Quase desisti, pois percebi que ser psicólogo pode ser perigoso. Crimes, loucuras, delírios. Desabafos e reflexões no divã... não sei se eu agüentaria isso. Mas, como conhecia mais ou menos a rotina de um psicólogo, achei por bem continuar nesta jornada. Como só posso sair à noite, porque minha aparência assustaria qualquer ser humano, fui dar um rolê no centro da cidade.

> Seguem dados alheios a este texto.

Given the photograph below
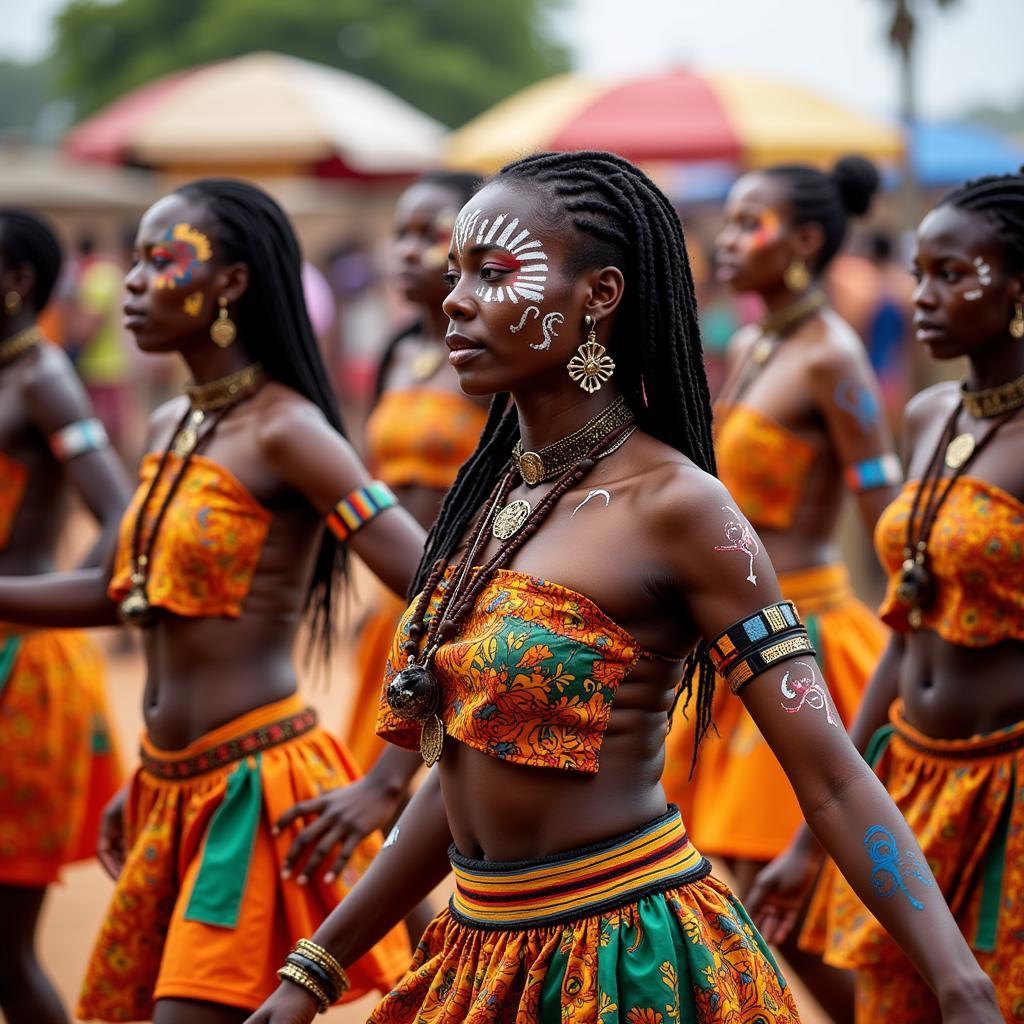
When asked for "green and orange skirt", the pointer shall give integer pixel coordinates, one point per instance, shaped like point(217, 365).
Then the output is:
point(633, 929)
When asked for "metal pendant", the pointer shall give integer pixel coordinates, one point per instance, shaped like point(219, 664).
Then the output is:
point(414, 693)
point(135, 609)
point(960, 450)
point(431, 740)
point(510, 519)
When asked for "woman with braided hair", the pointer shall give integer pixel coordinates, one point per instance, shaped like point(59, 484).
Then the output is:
point(219, 554)
point(943, 719)
point(799, 424)
point(585, 551)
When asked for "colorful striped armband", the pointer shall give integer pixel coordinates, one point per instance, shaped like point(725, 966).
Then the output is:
point(880, 471)
point(358, 508)
point(78, 438)
point(756, 643)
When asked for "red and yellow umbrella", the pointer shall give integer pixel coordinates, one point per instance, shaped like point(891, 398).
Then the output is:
point(679, 116)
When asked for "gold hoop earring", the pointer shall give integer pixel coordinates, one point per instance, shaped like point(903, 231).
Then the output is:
point(1017, 324)
point(591, 367)
point(796, 276)
point(222, 330)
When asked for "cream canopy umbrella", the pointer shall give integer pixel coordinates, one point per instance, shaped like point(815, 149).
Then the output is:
point(263, 114)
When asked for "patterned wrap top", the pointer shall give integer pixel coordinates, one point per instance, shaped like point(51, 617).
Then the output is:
point(13, 479)
point(209, 545)
point(763, 465)
point(529, 679)
point(976, 559)
point(419, 436)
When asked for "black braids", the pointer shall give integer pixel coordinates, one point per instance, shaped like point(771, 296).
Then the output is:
point(1000, 198)
point(274, 328)
point(27, 239)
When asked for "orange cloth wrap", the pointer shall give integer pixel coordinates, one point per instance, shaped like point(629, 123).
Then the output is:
point(420, 437)
point(964, 799)
point(976, 557)
point(742, 804)
point(763, 466)
point(209, 544)
point(148, 948)
point(58, 759)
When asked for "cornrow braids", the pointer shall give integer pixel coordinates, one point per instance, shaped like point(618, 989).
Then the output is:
point(1000, 198)
point(27, 239)
point(274, 328)
point(629, 223)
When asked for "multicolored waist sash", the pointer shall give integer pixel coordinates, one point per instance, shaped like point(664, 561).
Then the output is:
point(577, 884)
point(226, 744)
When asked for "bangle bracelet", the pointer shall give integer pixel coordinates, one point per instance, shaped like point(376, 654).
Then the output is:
point(310, 967)
point(299, 977)
point(320, 955)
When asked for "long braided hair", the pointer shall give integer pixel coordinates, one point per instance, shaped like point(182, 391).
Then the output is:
point(274, 327)
point(625, 221)
point(1000, 199)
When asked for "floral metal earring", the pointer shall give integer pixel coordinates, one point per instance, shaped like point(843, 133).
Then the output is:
point(591, 367)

Certa noite, em plena Gabriel dos Santos, vejo um grupo de pessoas em frente a uma casinha amarela. Aproximei-me sorrateiramente para sacar qual era a desse grupo. Para a minha surpresa, deparei-me com o grande portal. Tinha de atravessá-lo. A minha vítima estava lá dentro. Uma psicóloga dando sopa! Descobri que era uma escola e, aquelas pessoas, alunas de um curso de formação de escritores. Que bom que alguma coisa ainda é como antigamente, pessoas querendo escrever. A chance era única!

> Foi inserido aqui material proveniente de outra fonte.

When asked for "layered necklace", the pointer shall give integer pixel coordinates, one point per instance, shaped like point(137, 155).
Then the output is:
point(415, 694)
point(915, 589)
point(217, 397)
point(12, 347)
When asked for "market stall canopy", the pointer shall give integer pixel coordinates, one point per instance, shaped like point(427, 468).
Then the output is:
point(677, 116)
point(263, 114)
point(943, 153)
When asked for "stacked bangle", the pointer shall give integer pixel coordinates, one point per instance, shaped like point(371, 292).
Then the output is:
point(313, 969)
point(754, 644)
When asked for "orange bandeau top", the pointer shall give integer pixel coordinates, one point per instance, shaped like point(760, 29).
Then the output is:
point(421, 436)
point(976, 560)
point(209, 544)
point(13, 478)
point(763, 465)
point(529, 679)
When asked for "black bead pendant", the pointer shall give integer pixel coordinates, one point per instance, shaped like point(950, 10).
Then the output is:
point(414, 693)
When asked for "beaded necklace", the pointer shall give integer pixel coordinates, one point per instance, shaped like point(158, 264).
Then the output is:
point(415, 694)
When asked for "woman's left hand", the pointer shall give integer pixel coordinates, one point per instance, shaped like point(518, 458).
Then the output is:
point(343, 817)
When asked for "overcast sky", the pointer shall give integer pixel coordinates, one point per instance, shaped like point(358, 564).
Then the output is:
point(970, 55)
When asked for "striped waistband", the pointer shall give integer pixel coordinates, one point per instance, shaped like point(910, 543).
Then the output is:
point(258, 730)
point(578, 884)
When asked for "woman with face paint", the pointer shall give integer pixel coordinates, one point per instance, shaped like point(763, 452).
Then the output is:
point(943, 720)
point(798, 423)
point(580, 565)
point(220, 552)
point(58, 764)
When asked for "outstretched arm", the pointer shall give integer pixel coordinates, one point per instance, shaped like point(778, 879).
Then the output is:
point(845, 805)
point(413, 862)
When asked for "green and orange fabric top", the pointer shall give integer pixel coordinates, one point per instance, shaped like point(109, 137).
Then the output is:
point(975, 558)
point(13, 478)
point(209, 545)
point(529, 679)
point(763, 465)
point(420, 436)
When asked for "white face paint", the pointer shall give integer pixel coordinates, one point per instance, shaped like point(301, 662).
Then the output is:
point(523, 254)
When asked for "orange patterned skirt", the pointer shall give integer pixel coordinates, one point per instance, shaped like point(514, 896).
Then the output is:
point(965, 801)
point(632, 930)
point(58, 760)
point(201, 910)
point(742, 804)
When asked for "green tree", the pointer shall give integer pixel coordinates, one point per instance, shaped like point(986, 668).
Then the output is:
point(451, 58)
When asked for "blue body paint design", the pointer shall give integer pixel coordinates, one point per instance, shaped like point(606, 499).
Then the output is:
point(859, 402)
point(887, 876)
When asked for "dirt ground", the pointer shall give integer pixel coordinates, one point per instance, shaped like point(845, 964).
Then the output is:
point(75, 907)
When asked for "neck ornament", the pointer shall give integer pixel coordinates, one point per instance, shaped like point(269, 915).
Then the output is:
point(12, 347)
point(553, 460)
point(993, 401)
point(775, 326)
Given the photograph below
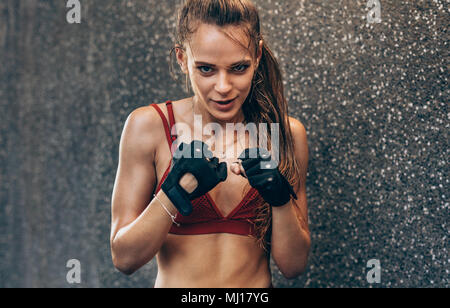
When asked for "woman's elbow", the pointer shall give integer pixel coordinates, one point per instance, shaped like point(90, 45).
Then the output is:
point(123, 266)
point(293, 272)
point(121, 262)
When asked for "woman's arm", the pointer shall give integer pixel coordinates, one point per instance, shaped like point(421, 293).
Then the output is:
point(139, 224)
point(290, 233)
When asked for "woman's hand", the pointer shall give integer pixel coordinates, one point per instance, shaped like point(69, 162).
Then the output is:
point(263, 174)
point(195, 172)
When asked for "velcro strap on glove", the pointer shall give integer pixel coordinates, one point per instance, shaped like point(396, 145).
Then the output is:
point(263, 174)
point(196, 159)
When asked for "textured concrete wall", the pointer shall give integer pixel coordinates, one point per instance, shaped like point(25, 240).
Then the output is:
point(372, 96)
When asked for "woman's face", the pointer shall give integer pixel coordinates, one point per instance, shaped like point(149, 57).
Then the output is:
point(220, 69)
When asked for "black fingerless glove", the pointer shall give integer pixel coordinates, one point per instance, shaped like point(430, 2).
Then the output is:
point(263, 174)
point(198, 160)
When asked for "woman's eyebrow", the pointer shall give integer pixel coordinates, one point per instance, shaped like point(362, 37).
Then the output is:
point(242, 62)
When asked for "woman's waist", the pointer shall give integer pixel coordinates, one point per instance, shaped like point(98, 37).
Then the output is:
point(212, 260)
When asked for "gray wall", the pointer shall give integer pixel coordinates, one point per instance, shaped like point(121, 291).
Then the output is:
point(373, 98)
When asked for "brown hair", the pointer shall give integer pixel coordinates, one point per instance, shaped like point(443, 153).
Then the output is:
point(266, 102)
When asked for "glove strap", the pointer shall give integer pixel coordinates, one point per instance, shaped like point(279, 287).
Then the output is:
point(180, 199)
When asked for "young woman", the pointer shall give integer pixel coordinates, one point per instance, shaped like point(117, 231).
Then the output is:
point(213, 220)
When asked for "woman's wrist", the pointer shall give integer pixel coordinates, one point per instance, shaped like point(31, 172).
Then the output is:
point(162, 197)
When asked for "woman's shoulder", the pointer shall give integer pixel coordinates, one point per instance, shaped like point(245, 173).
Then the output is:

Eu tinha de pegar a psicóloga sozinha. Apenas assim conseguiria roubar sua alma sem que se percebesse. Segui-a por muitos dias. Ela era cuidadosa, mas nem tanto. Às vezes ela ficava sonhando com seus enormes olhos abertos. Seria aí que eu roubaria sua alma. Num sonho. Precisando escrever, ela se entregou aos devaneios. Foi aí que entrei em ação. Quando apareço em sonhos, posso assumir qualquer forma. Tornei-me um anão e, para minha surpresa, ela também estava roubando uma alma através da voz de alguém. Mas fui mais rápida. Tornei-me ela antes que ela se tornasse aquela voz.

7 comentários:

Retrix disse...

Que alegria.
Então estou salvo? Adorei!!!
Um viva à minha redentora!

Claudia disse...

Olha eu de personagem. Que delícia. Amei. No fim da história até fiquei angustiada. Dá para devolver minha alma, por favor.
Um beijão.

Pati Cytrynowicz disse...

Caro Renato, eu não sei se sua alma está a salvo. Se o ser da minha história roubou a alma da "psicóloga", que por sua vez estava roubando a sua alm, o ser da minha história pode ter roubado a sua alma e não a dela. Se cuida...

Pati Cytrynowicz disse...

Cara Claudia,

Alma roubada é alma perdida. Sinto muito.

Nanete Neves disse...

Ai, que viagem....rs das florestas abissais prá Vila Madá e de lá prá Hgienópolis tudo por uma alminha (ou duas?)...No melhor estilo Casas Bahia, pegue dois/pague um...rsrs

Pati Cytrynowicz disse...

Nanete, você é uma figura! Beijos.

Sady Folch disse...

Pati, saudades de nossos encontros literários.

Revendo as páginas dos amigos, amei ler este texto.